A breath analysis device, the breath analysis device comprising:
An inlet for obtaining a gas flow from the subject;
An expiration detector for measuring a respiratory signal in the flow of gas;
A processor for determining an acceptable exhalation based on the respiratory signal;
A modular subassembly including a path for the flow of gas, removable from the device;
A valve for controlling the flow of gas in the path, the valve not fluidly connected to the flow of gas;
An analyte composition sensor fluidly connected to the flow of gas;
A breath analysis apparatus.   The system of claim 1, wherein the valve is configured to allow the removable gas flow path to be fitted into the device.   The system of claim 1, wherein the valve comprises a pincher valve.   The system of claim 1, further comprising a peristaltic pump, wherein the breath detector includes a contactless sensor element.   The system of claim 1, wherein the device includes a transmitter that transmits results to a physically remote receiver for viewing by a user away from the device.   The system of claim 1, wherein the device includes a receiver, the device configured to analyze exhaled breath in response to remote commands received through the receiver from a physically separate transmitter.   The system of claim 1, further comprising a microphone, wherein the processor includes a voice activated algorithm.   The removable gas path module includes a tagging device that can enable or disable the apparatus, and the processor disables the tagging device in response to breath analysis. The system of claim 1, comprising an algorithm for:   The system of claim 1, further comprising a disposable sleeve covering the device.   The system of claim 1, further comprising a structure that enables sterilization, such as autoclaving.   The system of claim 1, further comprising an outlet outlet and a filter, wherein the gas is released to the environment through the outlet and then the filter, the filter being impermeable to at least one infectious disease.
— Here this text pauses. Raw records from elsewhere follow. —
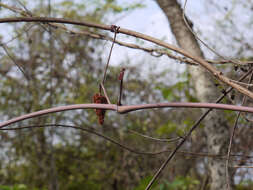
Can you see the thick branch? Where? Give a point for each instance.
(217, 74)
(126, 109)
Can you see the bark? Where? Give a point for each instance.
(216, 128)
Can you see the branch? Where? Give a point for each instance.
(191, 154)
(126, 109)
(217, 74)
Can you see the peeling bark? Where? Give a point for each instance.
(216, 128)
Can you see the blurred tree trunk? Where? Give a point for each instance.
(216, 128)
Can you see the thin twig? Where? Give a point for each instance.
(156, 139)
(105, 93)
(216, 73)
(156, 175)
(205, 44)
(15, 62)
(241, 166)
(90, 130)
(231, 138)
(109, 57)
(121, 77)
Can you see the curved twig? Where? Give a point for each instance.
(192, 154)
(126, 109)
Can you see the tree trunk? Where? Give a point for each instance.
(216, 128)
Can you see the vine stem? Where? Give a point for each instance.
(216, 73)
(126, 109)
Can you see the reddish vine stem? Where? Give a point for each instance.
(216, 73)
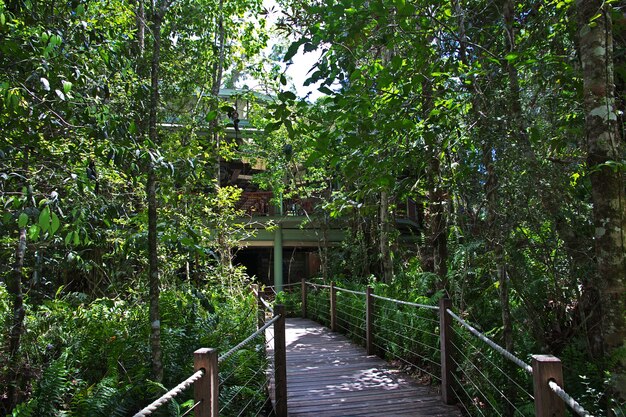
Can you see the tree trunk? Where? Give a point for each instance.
(385, 252)
(153, 256)
(517, 130)
(607, 186)
(218, 69)
(14, 288)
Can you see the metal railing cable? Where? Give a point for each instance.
(485, 377)
(469, 396)
(406, 303)
(152, 407)
(493, 344)
(349, 291)
(397, 323)
(247, 340)
(486, 358)
(193, 407)
(567, 399)
(240, 388)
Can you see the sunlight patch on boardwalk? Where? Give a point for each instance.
(327, 375)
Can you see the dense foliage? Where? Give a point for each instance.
(503, 121)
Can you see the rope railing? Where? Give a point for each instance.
(170, 395)
(208, 384)
(572, 403)
(406, 303)
(248, 339)
(409, 339)
(493, 344)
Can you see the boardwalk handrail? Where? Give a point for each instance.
(549, 396)
(206, 381)
(171, 394)
(492, 344)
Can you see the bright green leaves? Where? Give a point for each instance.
(22, 220)
(49, 221)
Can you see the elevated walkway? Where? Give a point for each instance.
(330, 376)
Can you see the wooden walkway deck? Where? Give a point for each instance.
(327, 375)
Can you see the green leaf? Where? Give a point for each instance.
(511, 57)
(33, 232)
(293, 49)
(211, 116)
(55, 223)
(44, 219)
(286, 95)
(67, 86)
(23, 220)
(271, 127)
(326, 90)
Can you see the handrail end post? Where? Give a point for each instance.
(333, 307)
(206, 389)
(445, 335)
(369, 321)
(304, 295)
(280, 362)
(545, 369)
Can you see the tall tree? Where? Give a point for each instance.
(604, 156)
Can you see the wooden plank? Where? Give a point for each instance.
(327, 375)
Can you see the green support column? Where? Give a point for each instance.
(278, 250)
(278, 258)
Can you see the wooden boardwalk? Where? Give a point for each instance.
(327, 375)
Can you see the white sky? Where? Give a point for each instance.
(302, 63)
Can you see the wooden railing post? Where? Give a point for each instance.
(547, 403)
(260, 321)
(280, 362)
(369, 321)
(445, 340)
(303, 292)
(333, 307)
(206, 389)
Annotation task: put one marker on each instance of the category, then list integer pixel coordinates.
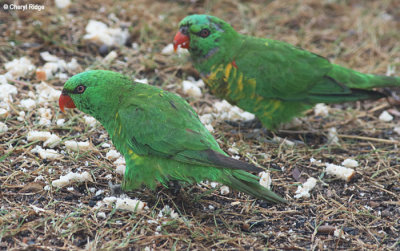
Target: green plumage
(159, 134)
(272, 79)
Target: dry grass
(363, 35)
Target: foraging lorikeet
(272, 79)
(159, 134)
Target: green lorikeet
(272, 79)
(159, 134)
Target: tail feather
(358, 80)
(248, 183)
(353, 95)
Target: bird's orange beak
(181, 40)
(65, 101)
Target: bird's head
(93, 92)
(204, 35)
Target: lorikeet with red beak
(272, 79)
(159, 134)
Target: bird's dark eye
(80, 89)
(184, 30)
(204, 33)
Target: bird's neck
(224, 52)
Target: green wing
(288, 73)
(159, 123)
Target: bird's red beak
(65, 101)
(181, 40)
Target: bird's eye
(80, 89)
(204, 33)
(184, 30)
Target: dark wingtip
(228, 162)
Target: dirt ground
(365, 212)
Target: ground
(363, 35)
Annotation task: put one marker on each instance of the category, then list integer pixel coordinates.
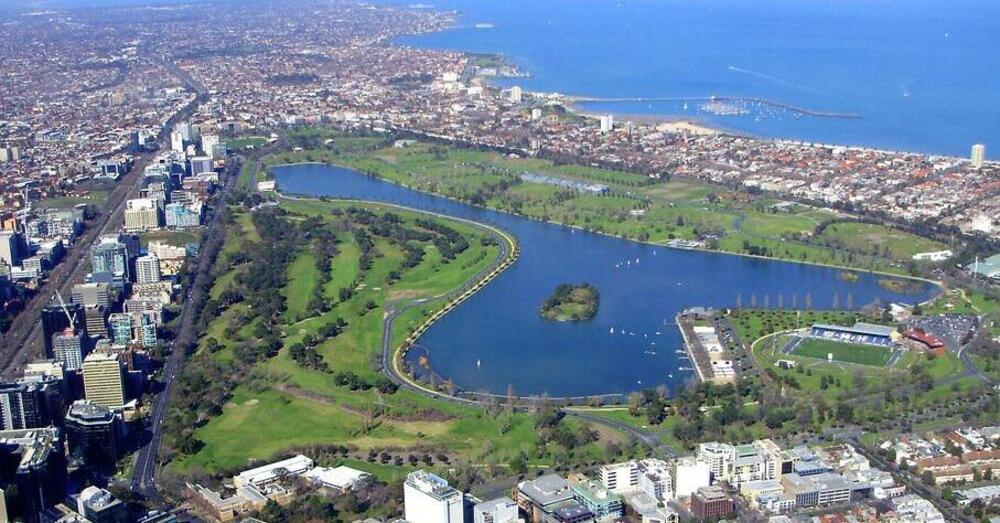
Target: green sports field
(844, 352)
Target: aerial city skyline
(326, 260)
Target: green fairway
(635, 206)
(844, 352)
(283, 405)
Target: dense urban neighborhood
(187, 338)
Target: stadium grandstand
(861, 333)
(930, 340)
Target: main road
(144, 472)
(23, 341)
(507, 254)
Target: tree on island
(569, 302)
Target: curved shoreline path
(496, 339)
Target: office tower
(148, 321)
(27, 405)
(99, 506)
(978, 155)
(35, 467)
(67, 347)
(97, 321)
(55, 321)
(210, 144)
(92, 433)
(607, 123)
(428, 499)
(147, 269)
(515, 94)
(120, 325)
(501, 510)
(177, 141)
(12, 248)
(102, 380)
(134, 143)
(142, 214)
(110, 256)
(92, 294)
(201, 164)
(183, 215)
(55, 369)
(185, 131)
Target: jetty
(712, 362)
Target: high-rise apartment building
(429, 499)
(147, 269)
(102, 380)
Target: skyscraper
(26, 405)
(142, 214)
(92, 431)
(110, 256)
(147, 269)
(978, 155)
(177, 141)
(55, 321)
(429, 499)
(102, 380)
(120, 325)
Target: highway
(648, 438)
(144, 475)
(23, 341)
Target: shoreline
(394, 356)
(939, 284)
(664, 118)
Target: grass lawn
(636, 208)
(867, 236)
(288, 406)
(844, 352)
(302, 280)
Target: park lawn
(303, 277)
(866, 236)
(68, 202)
(344, 269)
(299, 406)
(844, 352)
(786, 234)
(246, 142)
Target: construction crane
(70, 317)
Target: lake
(924, 75)
(642, 287)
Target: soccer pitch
(844, 352)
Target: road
(394, 310)
(913, 484)
(23, 341)
(144, 475)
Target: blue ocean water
(497, 338)
(924, 75)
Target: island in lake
(571, 303)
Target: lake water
(923, 74)
(501, 327)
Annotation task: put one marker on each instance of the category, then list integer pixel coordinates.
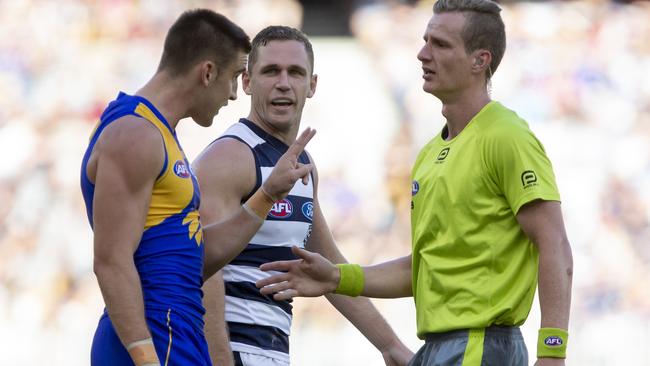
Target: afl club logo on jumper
(528, 179)
(308, 210)
(553, 341)
(281, 209)
(181, 169)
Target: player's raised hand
(309, 276)
(288, 170)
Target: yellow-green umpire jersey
(473, 266)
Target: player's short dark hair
(279, 33)
(202, 34)
(484, 28)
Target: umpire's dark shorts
(492, 346)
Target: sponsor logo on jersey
(181, 169)
(308, 210)
(553, 341)
(528, 179)
(281, 209)
(443, 154)
(415, 188)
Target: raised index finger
(298, 146)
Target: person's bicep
(130, 156)
(542, 222)
(226, 174)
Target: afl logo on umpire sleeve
(281, 209)
(181, 169)
(415, 187)
(553, 341)
(528, 179)
(443, 154)
(308, 210)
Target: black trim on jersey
(248, 291)
(261, 336)
(237, 358)
(255, 255)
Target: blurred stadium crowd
(578, 71)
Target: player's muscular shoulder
(132, 143)
(226, 164)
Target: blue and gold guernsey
(169, 257)
(258, 324)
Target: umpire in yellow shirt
(486, 221)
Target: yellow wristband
(551, 342)
(259, 204)
(352, 280)
(143, 353)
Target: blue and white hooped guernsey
(257, 323)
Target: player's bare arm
(124, 165)
(358, 310)
(542, 222)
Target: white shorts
(250, 359)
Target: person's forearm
(389, 279)
(555, 277)
(365, 317)
(122, 292)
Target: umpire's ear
(246, 82)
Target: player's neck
(460, 111)
(287, 137)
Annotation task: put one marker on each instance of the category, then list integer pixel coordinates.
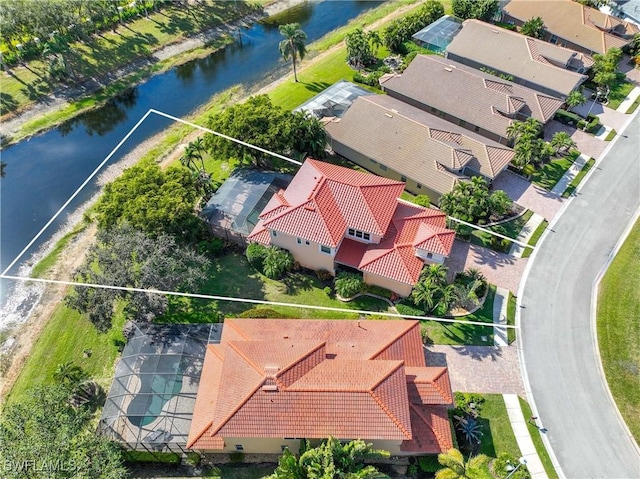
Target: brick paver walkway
(481, 369)
(499, 268)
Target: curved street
(558, 343)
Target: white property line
(594, 317)
(108, 157)
(242, 300)
(526, 245)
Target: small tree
(534, 27)
(562, 142)
(575, 98)
(293, 45)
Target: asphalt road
(558, 344)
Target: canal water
(43, 172)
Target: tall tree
(455, 467)
(534, 27)
(126, 257)
(293, 45)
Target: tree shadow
(317, 86)
(479, 353)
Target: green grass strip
(619, 329)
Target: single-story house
(477, 101)
(536, 64)
(330, 216)
(271, 382)
(573, 25)
(394, 139)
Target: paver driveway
(530, 196)
(482, 369)
(499, 268)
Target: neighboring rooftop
(529, 59)
(153, 393)
(272, 378)
(468, 94)
(573, 22)
(417, 144)
(437, 35)
(334, 100)
(238, 202)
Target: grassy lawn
(510, 228)
(460, 333)
(108, 52)
(537, 442)
(619, 329)
(535, 237)
(511, 317)
(633, 107)
(497, 434)
(231, 275)
(576, 181)
(549, 174)
(619, 92)
(65, 338)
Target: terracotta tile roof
(576, 23)
(415, 143)
(527, 58)
(431, 430)
(311, 378)
(324, 199)
(468, 94)
(429, 385)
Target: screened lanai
(151, 400)
(438, 35)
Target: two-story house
(330, 216)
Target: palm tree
(293, 44)
(562, 142)
(455, 466)
(575, 98)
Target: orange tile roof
(312, 378)
(323, 200)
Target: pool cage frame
(150, 403)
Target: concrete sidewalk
(525, 234)
(628, 101)
(570, 174)
(525, 443)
A method for screening for infectious diseases comprising:
Obtaining a breath sample from the subject, the breath sample passing through a path in the device;
Analyzing the breath sample for the presence and level of an analyte associated with the disease by using a breath analyzer in the device;
Determining the presence of the disease;
Removing the pathway from the instrument;
Putting an alternative path into the device;
Including a method.   The analyte is CO and analyzing the breath sample for the presence and level of CO analyzing hemolysis rate, analyzing hemolysis rate as an indicator of the infectious disease in the body, and the infection 13. The method of claim 12, comprising at least one of analyzing erythrocyte destruction based on the subject's response to a sex disorder.   13. The method of claim 12, wherein the infectious disease is Ebola.   The method of claim 12, further comprising providing instructions to the instrument remotely.   13. The method of claim 12, further comprising modifying a treatment based on the measured level of the analyte.   13. The method of claim 12, further comprising evaluating treatment efficacy based on the measured level of the analyte and optimizing the treatment selection by comparing different treatments.   The method of claim 12, wherein obtaining the breath sample is performed automatically.   The method of claim 12, wherein obtaining the exhalation sample further comprises identifying a plurality of exhalations to determine an appropriate exhalation for sampling.   13. The method of claim 12, wherein the analyte is a gaseous substance in the exhaled breath.   The method of claim 12, wherein the analyte is a solid molecule.   The method of claim 12, wherein the sample is measured immediately during an examination. The method of claim 12, wherein the sample is measured offline.